Manifolds.GeodesicInterpolationType
GeodesicInterpolation <: AbstractEstimationMethod

Repeated weighted geodesic interpolation method for estimating the Riemannian center of mass.

The algorithm proceeds with the following simple online update:

\begin{aligned} μ_1 &= x_1\\ t_k &= \frac{w_k}{\sum_{i=1}^k w_i}\\ μ_{k} &= γ_{μ_{k-1}}(x_k; t_k), \end{aligned}

where $x_k$ are points, $w_k$ are weights, $μ_k$ is the $k$th estimate of the mean, and $γ_x(y; t)$ is the point at time $t$ along the shortest_geodesic between points $x,y ∈ \mathcal M$. The algorithm terminates when all $x_k$ have been considered. In the Euclidean case, this exactly computes the weighted mean.
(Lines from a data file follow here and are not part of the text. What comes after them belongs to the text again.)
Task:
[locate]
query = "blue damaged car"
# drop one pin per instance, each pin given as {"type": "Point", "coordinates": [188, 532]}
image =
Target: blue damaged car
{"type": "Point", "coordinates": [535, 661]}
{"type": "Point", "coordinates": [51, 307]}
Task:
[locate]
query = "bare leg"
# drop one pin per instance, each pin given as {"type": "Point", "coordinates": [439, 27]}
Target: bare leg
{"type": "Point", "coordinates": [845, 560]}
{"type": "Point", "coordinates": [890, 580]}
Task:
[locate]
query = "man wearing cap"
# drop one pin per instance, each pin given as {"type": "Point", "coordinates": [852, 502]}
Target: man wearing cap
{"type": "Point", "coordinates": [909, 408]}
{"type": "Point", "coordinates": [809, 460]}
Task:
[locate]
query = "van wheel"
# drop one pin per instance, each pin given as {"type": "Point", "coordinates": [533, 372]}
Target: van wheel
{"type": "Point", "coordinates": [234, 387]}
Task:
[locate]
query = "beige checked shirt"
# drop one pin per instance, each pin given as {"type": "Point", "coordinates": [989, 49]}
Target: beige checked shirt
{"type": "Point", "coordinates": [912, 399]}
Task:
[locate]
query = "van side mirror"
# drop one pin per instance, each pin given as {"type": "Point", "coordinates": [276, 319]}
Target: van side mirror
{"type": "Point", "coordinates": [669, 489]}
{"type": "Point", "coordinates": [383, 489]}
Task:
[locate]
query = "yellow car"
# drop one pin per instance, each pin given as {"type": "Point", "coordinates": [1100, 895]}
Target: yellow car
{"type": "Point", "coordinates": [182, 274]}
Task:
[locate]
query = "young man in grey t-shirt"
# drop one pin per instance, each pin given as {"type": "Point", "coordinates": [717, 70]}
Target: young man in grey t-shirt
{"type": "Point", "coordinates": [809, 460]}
The algorithm has been shown to converge asymptotically with the sample size for the following manifolds equipped with their default metrics when all sampled points are in an open geodesic ball about the mean with corresponding radius (see GeodesicInterpolationWithinRadius):

For online variance computation, the algorithm additionally uses an analogous recursion to the weighted Welford algorithm [West1979].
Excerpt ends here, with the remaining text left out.